Funny thing really.  Couldn't tell you the number of times I have seen people pass through the aura of other folks, walk right up next to the whole drama of another persons life, and simply be completely unaffected by the other person.  They probably would tell you, "I don't know that person."  Couldn't of said it better myself.

And then, a few years later, the same person, is lying on their couch, or driving their car, or talking to their baldheaded friend, and what do you know?  They are experiencing what they used to be blind to.  And it really is so different than they ever realized.  I mean, when something is really powerfully impressive it could certainly be said to be, "like it's in a movie or something."  But this example, for the person, this little slice of life they are leading, ain't like the movies at all.  Like the kid said (probably puppeting Mr. Speilberg) in E.T., "Frank, this is reality."  Our distressed friend could be said to have that as the subtext of every word they utter till the spell lifts.
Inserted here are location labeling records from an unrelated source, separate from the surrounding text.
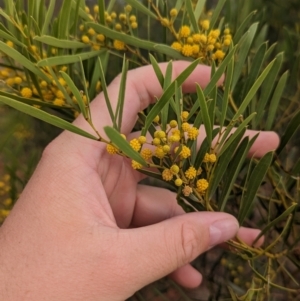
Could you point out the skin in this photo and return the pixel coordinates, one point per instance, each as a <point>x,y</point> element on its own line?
<point>84,229</point>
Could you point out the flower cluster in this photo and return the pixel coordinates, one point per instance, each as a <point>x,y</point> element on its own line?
<point>170,152</point>
<point>207,44</point>
<point>5,201</point>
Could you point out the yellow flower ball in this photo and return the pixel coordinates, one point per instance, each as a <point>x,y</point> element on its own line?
<point>205,24</point>
<point>184,31</point>
<point>177,46</point>
<point>119,45</point>
<point>187,50</point>
<point>26,92</point>
<point>85,39</point>
<point>167,175</point>
<point>112,150</point>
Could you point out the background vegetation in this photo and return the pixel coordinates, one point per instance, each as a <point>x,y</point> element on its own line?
<point>22,140</point>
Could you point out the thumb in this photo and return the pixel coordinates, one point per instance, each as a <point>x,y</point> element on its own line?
<point>161,248</point>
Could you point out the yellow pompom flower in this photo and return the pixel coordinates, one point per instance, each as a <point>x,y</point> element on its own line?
<point>212,158</point>
<point>59,102</point>
<point>174,169</point>
<point>219,55</point>
<point>165,22</point>
<point>91,32</point>
<point>142,139</point>
<point>187,190</point>
<point>85,39</point>
<point>178,182</point>
<point>156,119</point>
<point>193,133</point>
<point>202,185</point>
<point>10,81</point>
<point>215,33</point>
<point>134,25</point>
<point>119,45</point>
<point>187,50</point>
<point>177,46</point>
<point>159,152</point>
<point>100,37</point>
<point>26,92</point>
<point>206,158</point>
<point>173,12</point>
<point>10,44</point>
<point>196,49</point>
<point>132,18</point>
<point>184,115</point>
<point>135,144</point>
<point>156,141</point>
<point>205,24</point>
<point>166,148</point>
<point>146,153</point>
<point>184,31</point>
<point>185,126</point>
<point>173,123</point>
<point>191,173</point>
<point>226,42</point>
<point>196,37</point>
<point>167,174</point>
<point>112,150</point>
<point>185,152</point>
<point>136,165</point>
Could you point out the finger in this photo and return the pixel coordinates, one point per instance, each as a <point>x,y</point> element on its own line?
<point>173,243</point>
<point>187,276</point>
<point>142,88</point>
<point>154,204</point>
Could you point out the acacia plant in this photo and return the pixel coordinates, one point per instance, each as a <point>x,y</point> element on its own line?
<point>52,66</point>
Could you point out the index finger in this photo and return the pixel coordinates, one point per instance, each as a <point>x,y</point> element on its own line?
<point>142,88</point>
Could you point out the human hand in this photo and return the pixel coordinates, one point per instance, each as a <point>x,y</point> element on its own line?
<point>84,229</point>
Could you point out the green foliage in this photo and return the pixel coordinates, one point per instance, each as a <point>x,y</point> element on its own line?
<point>52,65</point>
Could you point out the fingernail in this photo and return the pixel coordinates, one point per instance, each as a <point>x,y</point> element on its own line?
<point>222,230</point>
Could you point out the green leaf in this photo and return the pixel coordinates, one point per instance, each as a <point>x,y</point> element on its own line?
<point>222,164</point>
<point>59,43</point>
<point>289,132</point>
<point>157,70</point>
<point>101,4</point>
<point>121,96</point>
<point>216,13</point>
<point>204,148</point>
<point>275,100</point>
<point>22,60</point>
<point>242,27</point>
<point>68,59</point>
<point>267,87</point>
<point>49,16</point>
<point>123,145</point>
<point>139,6</point>
<point>105,92</point>
<point>204,113</point>
<point>234,168</point>
<point>64,19</point>
<point>75,92</point>
<point>199,8</point>
<point>227,91</point>
<point>193,20</point>
<point>270,225</point>
<point>253,185</point>
<point>253,91</point>
<point>219,72</point>
<point>39,114</point>
<point>156,109</point>
<point>255,68</point>
<point>243,49</point>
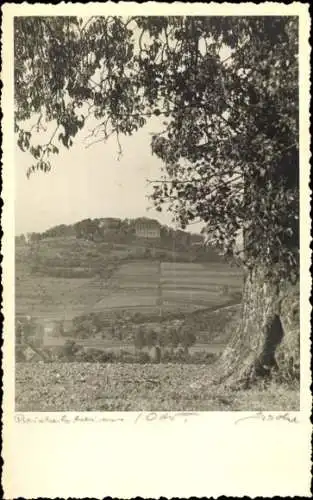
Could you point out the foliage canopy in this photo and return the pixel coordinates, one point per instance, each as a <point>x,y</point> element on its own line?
<point>230,132</point>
These painful spells, and waverings into and out of empathic mastery, are intensely interesting to me.  I know people who seem like respectable folks in every way, and yet are completely threatened by a homeless old woman, or a person with a perpetual cloud over their crabby head.  Certain folks outside the norm, simply give them the willies or something.  

They say that you can see in an MRI (well, not exactly an MRI, but I can't remember the device used in conjunction to look at peoples brains. So...) a patterning of electrical activity in peoples brains that were it to be given a description in terms of their emotional posture, would fit the term "distancing."

I myself have been plagued my entire life with a nearly daily realization that I employ vicious preferences, and cut the strings of the "marionettes" I encounter that I would rather not see so vividly.  And somewhat worse (given that it can't be categorized as "human nature" by my friends, family and mentors)  I have failed to "notice" or take notice, or respond to the lives of family members when a more active witnessing of them was recommended by common sense: or simply love.  I have sat on the sidelines and simply lived as if nothing could be done for my siblings at times, when the opposite is true.  Even as my financial health dramatically improved, I would find my emotions charged enormously by media products like the New York Times or a book, or friendship, and seek with expectation nothing from anyone in my family save my parents.  I am not proud of this failure.  In fact it is something I am desperate to address.  But no matter how I address it, nothing can remove its stark reminder to me of the hypocrisy that my thoughts about the behavior of others represents.  So often for me, in my life, I could not see, until shame grabbed hold of me.  Luckily, I suppose, there has been no want for shame in this life.